Having ruled out poison and BB guns, Hollywood residents seem ready to turn to forced infertility as a method to control the overwhelming pigeon population and the white bird bombs thereof. Residents of the entertainment mecca are considering grinding up birth-control pills and mixing them with bird feed on the roofs of some buildings to prevent the pigeons from successfully breeding. The hope is that this will eventually thin out the air raids of animal waste that often make it unsafe to park or walk underneath power lines or trees. "Our streets are getting bombarded by the poop way too much," resident Laura Dodson told the Los Angeles Times.

Prank insurance

Through a series of back-and-forth lawsuits, a dental surgeon who temporarily implanted boar tusks on a patient during an operation-and then took pictures-could soon be $750,000 richer.

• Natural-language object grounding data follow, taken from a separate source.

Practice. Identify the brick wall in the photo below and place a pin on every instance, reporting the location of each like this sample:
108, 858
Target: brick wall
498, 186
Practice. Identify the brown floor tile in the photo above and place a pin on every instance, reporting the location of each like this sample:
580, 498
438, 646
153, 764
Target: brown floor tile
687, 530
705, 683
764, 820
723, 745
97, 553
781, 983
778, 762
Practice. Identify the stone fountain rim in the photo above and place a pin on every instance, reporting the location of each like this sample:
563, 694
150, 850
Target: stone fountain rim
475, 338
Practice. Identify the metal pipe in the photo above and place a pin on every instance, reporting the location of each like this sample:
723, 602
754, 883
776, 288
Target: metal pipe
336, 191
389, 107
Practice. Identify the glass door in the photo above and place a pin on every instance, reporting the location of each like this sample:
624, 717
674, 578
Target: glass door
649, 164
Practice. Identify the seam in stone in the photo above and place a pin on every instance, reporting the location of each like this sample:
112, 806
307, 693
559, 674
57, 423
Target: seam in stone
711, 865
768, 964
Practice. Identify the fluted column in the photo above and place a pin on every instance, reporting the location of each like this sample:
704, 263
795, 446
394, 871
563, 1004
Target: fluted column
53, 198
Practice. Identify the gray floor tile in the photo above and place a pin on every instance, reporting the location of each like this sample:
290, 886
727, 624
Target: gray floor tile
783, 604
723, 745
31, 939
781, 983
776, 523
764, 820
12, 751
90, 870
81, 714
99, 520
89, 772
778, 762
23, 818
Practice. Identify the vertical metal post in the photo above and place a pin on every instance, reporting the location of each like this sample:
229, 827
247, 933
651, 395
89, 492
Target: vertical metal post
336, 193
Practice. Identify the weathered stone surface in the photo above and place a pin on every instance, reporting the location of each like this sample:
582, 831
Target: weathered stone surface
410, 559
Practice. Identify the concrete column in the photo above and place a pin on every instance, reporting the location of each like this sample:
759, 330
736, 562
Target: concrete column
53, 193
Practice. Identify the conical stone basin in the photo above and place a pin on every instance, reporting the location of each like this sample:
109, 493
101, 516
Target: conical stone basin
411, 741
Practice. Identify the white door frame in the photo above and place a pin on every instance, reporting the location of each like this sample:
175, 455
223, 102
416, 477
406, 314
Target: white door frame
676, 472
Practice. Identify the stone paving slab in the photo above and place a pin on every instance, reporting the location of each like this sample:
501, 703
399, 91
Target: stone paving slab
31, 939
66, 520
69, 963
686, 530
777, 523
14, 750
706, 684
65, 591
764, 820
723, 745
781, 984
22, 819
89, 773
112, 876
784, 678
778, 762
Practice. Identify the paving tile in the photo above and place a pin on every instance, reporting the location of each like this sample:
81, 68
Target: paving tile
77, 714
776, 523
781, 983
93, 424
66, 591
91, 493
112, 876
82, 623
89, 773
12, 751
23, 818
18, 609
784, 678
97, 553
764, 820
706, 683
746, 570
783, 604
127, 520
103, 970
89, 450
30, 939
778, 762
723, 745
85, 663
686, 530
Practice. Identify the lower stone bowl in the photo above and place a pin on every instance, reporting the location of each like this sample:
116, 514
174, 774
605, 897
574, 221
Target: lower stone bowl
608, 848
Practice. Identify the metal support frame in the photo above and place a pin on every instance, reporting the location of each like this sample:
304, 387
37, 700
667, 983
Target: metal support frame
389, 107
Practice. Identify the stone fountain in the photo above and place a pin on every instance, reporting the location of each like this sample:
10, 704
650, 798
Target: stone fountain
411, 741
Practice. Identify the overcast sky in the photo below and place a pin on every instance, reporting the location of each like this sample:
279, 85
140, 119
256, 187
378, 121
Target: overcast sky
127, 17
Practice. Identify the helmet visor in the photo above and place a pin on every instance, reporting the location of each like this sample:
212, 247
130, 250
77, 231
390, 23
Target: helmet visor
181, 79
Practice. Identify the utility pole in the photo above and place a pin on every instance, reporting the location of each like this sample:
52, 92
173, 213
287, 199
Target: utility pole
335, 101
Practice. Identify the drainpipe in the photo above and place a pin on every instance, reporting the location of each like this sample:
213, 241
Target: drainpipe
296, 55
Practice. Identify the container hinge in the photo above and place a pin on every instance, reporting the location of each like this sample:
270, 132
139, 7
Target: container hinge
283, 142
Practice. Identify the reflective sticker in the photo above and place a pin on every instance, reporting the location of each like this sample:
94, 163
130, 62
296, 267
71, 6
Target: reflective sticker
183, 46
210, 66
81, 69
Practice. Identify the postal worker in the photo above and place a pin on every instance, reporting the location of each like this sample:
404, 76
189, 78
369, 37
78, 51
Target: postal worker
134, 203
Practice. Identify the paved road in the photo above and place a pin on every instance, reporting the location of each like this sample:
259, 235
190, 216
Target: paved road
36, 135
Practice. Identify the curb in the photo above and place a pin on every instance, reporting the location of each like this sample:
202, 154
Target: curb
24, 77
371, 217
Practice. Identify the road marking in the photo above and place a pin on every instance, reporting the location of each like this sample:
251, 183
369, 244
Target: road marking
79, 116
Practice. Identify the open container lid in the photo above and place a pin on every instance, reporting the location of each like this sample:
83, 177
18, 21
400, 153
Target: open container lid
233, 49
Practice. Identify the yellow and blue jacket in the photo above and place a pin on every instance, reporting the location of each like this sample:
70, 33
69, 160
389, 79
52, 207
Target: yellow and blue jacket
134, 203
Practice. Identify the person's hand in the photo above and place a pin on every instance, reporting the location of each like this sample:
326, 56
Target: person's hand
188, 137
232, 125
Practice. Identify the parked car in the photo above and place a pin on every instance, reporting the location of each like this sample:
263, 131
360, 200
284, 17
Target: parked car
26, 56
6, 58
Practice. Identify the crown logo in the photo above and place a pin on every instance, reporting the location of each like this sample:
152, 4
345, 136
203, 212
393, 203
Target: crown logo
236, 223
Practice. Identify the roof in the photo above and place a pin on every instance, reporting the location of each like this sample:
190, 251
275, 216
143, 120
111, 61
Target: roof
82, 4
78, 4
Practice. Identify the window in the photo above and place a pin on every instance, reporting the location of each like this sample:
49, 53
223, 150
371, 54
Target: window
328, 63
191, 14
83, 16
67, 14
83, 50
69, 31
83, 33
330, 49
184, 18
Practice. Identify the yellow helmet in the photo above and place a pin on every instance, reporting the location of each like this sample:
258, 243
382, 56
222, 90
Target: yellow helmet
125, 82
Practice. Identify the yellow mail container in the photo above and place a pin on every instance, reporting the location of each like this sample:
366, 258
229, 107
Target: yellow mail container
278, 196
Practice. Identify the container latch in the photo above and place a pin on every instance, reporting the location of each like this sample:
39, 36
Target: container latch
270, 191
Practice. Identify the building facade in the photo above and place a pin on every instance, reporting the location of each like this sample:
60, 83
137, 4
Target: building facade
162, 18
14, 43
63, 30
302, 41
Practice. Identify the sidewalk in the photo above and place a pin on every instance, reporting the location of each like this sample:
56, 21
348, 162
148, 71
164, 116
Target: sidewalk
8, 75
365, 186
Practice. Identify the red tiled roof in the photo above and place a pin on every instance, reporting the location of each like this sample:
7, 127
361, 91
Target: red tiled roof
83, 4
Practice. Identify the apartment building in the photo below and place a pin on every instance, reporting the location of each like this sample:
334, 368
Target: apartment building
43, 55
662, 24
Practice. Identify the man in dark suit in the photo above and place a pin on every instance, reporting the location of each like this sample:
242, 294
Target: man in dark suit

Robert Woo of Auburn, Wash., installed the boar tusks in the mouth of Tina Alberts, an employee of Woo's who was under anesthesia for an operation unrelated to boar tusks. Woo removed the tusks and finished the operation, but not before taking photos of Alberts, which he later distributed around the office. Alberts quit and sued Woo successfully for $250,000. Woo's insurance company stuck the prankster dentist with the bill, claiming the heinous joke wasn't part of his medical malpractice policy. But the state's supreme court disagreed, upholding a lower court's ruling against the insurance company to award Woo with $750,000 in damages plus a quarter-million dollars to pay Alberts.

Best awkward intro

A Wisconsin man's disjointed prose not only won him first prize in an annual bad writing contest but also served as a fine example of how not to embed a clause in a sentence. The San Jose State's Bulwer-Lytton Fiction Contest, named for the author whose "dark and stormy night" opening prompted a lifetime of ridicule, invites would-be hacks to compose smarmy openings to nonexistent novels. This year's $250 grand prize winner Jim Gleeson submitted the following: "Gerald began-but was interrupted by a piercing whistle which cost him ten per cent of his hearing permanently, as it did everyone else in a ten-mile radius of the eruption, not that it mattered much because for them 'permanently' meant the next ten minutes or so until buried by searing lava or suffocated by choking ash-to pee."